Ao criar o ext4 fs, geralmente você deve reservar algum espaço para as necessidades dos daemons do sistema. Citação da página man mkfs
:
Set the percentage of the filesystem which may only be
allocated by privileged processes. Reserving some number
of filesystem blocks for use by privileged processes
is done to avoid filesystem fragmentation, and to allow
system daemons, such as syslogd(8), to continue to function
correctly after non-privileged processes are prevented from
writing to the filesystem. Normally, the default percentage
of reserved blocks is 5%.
Então, por padrão, mkfs
mantém 5%, no caso de 1Tb pode 50Gb. Eu não sei o que% gparted
usa por padrão.
Como resumo
Por favor, leia this e este cuidadosamente.
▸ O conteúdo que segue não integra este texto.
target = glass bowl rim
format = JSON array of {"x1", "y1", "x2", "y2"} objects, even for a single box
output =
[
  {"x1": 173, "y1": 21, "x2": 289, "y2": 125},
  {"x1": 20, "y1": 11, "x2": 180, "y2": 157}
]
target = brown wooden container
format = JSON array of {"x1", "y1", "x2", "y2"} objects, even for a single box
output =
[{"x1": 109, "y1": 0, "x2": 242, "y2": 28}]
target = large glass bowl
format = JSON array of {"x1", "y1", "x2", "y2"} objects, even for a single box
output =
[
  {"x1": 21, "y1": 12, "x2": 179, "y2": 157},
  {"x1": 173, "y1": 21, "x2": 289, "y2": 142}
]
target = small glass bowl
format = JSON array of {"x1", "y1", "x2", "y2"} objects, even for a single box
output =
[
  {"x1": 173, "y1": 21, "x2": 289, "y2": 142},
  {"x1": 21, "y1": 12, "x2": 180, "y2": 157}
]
No seu caso, como você deseja usar este disco não para root ( /
), mas como armazenamento de áudio / vídeo / other_need, você pode remover a reserva de blocos usando o utilitário tune2fs
.
tune2fs -r 0 /dev/sdxX
Citação de opensuse fórum :
If you set the reserved block count to zero, it won't affect
performance much except if you run for long periods of time (with lots
of file creates and deletes) while the filesystem is almost full
(i.e., say above 95%), at which point you'll be subject to
fragmentation problems. Ext4's multi-block allocator is much more
fragmentation resistant, because it tries much harder to find
contiguous blocks, so even if you don't enable the other ext4
features, you'll see better results simply mounting an ext3 filesystem
using ext4 before the filesystem gets completely full.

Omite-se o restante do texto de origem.